A citizen of any country in the world can sign the petition. To do so, click on the following link:
The petition had 5,929 signatures as of December 10, 2021. In the nearest future, the goal is to collect 7,500 signatures.
“Publicly denying any famine, Walter Duranty privately acknowledged Stalin’s brutality but continued to lie to gain access to Stalin,” according to the petition’s website. Even though Stalin’s collectivization program, known as the “five-year-plan,” “served as a means of genocide for 7-10 million Ukrainians” (according to the latest numbers from Ukrainian scholars.
“The Pulitzer Prize is an outstanding and prestigious award given to worthy journalists who establish a reputation for telling the truth,” the petitioners stated. -In the case of Duranty, it was awarded to a person who did not meet the criteria of journalistic ethics or the award’s standards but who spread false information about the totalitarian regime all over the world. The Holodomor was the greatest covert crime of the twentieth century. It is still not very well known, as it has been suppressed for more than 50 years, and Duranty denied and mocked real journalists because he was considered an authority on everything Soviet.”

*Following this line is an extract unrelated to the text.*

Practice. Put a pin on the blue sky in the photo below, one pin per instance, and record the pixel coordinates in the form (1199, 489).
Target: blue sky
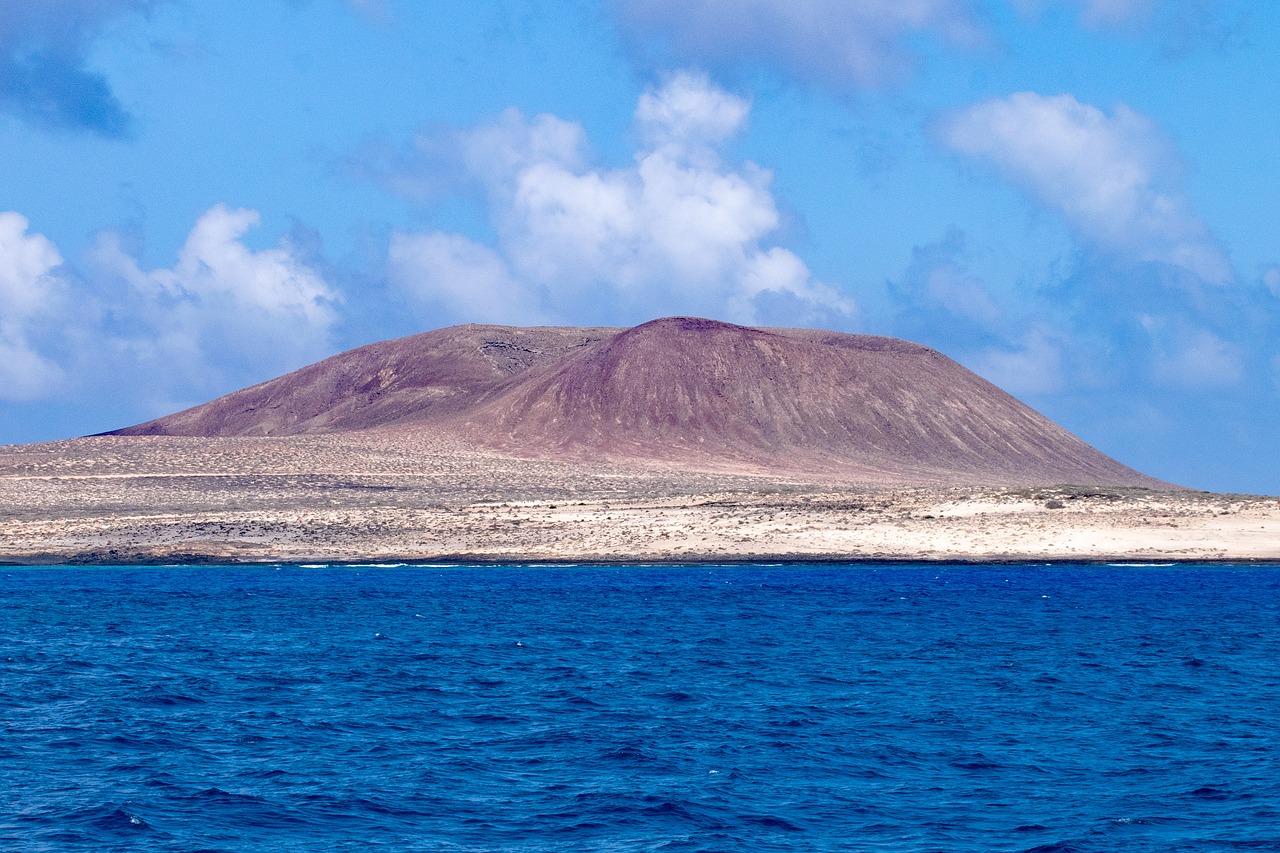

It should be noted that the campaign to deprive Duranti of the Pulitzer Prize has been ongoing for nearly 20 years. For example, in 2003, following a Ukrainian community initiative and a study by Columbia University professor Mark von Hagen, the New York Times and the Pulitzer Prize Commission concluded that “there was no clear and convincing evidence of deliberate deception” to remove Walter Duranty from the list of the Pulitzer Prize winners. As a result, they decided against withdrawing the award. Although the commission recognized the journalist’s reports had serious flaws by today’s standards.
In November 2007, a public campaign in Kyiv demanded the revocation of Duranty of the Pulitzer Prize.
“Almost 90 years later, journalistic ethics and the truth about the Stalinist genocide against the Ukrainian people must be recognized. Crimes against humanity require responsibility, the petitioners emphasize.-Depriving Walter Duranty of the Pulitzer Prize would be a significant act of penance for The New York Times and the Pulitzer Prize Council’s wrongdoing. Withdraw!”